Un second accord, en
1996, fut consacré aux questions d’armement. L’industrie de défense israélienne
s’engagea à moderniser une centaine de chasseurs bombardiers turcs (54 F-4
Phantom et 48 F-5 Tigre II), la flotte d’avions de transport et de
ravitaillement (C-130 et KC-135), ainsi que 170 chars M-60 Patton. Israël accepta
également de vendre à l’armée turque des missiles antinavires Popeye, des
drones, des contre-mesures électroniques, des équipements radars, ainsi que la
licence de fabrication du fusil d’assaut Galil, et de l’associer au
développement du missile de croisière Delilah. Le gouvernement turc envisagea
de faire moderniser sa flotte d’avions de combat F-16 en Israël, en espérant que
cette coopération lui permettrait de s’impliquer dans le programme américain du
chasseur furtif F-35. Pendant plusieurs années, le projet de vente de chars
israéliens Merkava III à l’armée turque était même sérieusement envisagé.
Ocalan |
En plus des aspects
financiers qui placèrent Israël au cinquième rang des exportateurs d’armement, juste
derrière la France, ce partenariat, qui s’était étendu à la Jordanie, avait
l’avantage de saper la solidarité arabe. En octobre 1998, Ankara reprocha à
Damas de donner asile à Abdullah Ocalan, le chef du PKK (Parti des travailleurs
du Kurdistan) et de soutenir son action au Kurdistan turc. Les Turcs mobilisèrent
leur armée à la frontière syrienne et menacèrent d’intervenir si Damas ne
l’expulsait pas. Israël de son côté avait accru la pression sur la Syrie,
contrainte d’expulser Ocalan, qui fut arrêté au Kenya quelques mois plus tard,
grâce à l’appui du Mossad.
La Turquie et Israël
trouvaient chacun des avantages à ces relations privilégiées. L’État hébreu bénéficia
d’un rapprochement avec l’OTAN et avec des États européens avec lesquels il
entretenait des rapports difficiles. Le gouvernement turc comptait en revanche
sur les lobbies pro-israéliens aux États-Unis et en Europe pour sortir de son
isolement et renforcer ses positions sur les dossiers de l’énergie, de l’industrie
et des relations avec la Grèce et l’Arménie, avec en vue son intégration au
sein de l’Union européenne.
Ben Gourion airport |
Depuis 1997, les
partenariats se sont multipliés : agroalimentaires, financiers, industriels,
dans le textile ou le bâtiment et travaux publics (cimenteries et béton armé).

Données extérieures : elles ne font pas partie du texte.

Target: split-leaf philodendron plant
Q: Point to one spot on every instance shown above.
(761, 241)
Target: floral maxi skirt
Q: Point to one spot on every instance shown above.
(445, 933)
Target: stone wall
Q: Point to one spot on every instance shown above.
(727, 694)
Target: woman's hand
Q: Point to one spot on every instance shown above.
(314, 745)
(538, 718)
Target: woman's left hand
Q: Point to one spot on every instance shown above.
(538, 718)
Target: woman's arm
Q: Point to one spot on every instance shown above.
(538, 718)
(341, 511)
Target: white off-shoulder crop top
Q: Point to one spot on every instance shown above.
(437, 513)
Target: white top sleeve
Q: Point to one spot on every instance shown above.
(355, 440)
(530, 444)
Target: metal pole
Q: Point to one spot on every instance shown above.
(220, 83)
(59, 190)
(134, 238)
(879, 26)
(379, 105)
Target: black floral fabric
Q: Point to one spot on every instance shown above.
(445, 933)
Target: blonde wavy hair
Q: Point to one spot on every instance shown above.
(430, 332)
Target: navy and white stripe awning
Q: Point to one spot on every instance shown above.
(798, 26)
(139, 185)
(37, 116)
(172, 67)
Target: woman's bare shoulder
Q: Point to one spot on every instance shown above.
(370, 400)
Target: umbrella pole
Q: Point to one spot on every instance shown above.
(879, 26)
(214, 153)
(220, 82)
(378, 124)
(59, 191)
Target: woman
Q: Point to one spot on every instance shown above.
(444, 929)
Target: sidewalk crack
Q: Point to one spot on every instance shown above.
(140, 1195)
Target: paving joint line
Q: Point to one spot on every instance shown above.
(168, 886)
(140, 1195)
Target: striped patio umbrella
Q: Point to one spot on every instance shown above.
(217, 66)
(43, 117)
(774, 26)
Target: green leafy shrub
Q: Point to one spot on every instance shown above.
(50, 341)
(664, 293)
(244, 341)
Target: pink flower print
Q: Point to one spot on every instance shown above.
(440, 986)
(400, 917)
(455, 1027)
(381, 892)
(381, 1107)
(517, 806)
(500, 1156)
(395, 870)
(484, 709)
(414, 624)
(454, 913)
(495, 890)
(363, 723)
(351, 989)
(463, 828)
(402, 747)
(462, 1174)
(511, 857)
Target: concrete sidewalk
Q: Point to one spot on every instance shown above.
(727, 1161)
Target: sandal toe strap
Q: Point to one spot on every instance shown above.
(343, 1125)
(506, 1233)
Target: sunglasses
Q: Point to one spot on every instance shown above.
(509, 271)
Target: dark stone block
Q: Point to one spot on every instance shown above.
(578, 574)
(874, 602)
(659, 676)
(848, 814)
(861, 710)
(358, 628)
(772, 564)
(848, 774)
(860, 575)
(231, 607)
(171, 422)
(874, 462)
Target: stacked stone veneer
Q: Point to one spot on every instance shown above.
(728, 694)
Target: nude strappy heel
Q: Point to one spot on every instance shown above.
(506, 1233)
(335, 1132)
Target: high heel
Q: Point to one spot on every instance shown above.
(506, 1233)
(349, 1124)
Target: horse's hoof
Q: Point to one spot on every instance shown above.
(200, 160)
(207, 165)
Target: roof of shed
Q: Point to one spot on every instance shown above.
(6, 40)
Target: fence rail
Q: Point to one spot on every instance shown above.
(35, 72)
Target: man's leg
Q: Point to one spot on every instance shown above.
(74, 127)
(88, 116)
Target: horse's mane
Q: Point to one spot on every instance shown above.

Des industriels turcs ont ainsi construit le nouvel aéroport international Ben
Gourion de Tel-Aviv. La coopération se renforça dans le tourisme : plus de 400.000
Israéliens investissaient tous les ans les hôtels et les plages turcs. Le
volume des échanges entre les deux pays tripla en dix ans, passant de 1,3
milliard de dollars à 4 milliards entre 1997 et 2007. Enfin les deux pays engagèrent
un partenariat dans l’énergie et l’eau douce. Le gouvernement turc avait
accepté, en janvier 2004, de livrer chaque année à Israël 50 millions de mètres
cubes d’eau douce sur 20 ans, couvrant ainsi 3% des besoins du pays.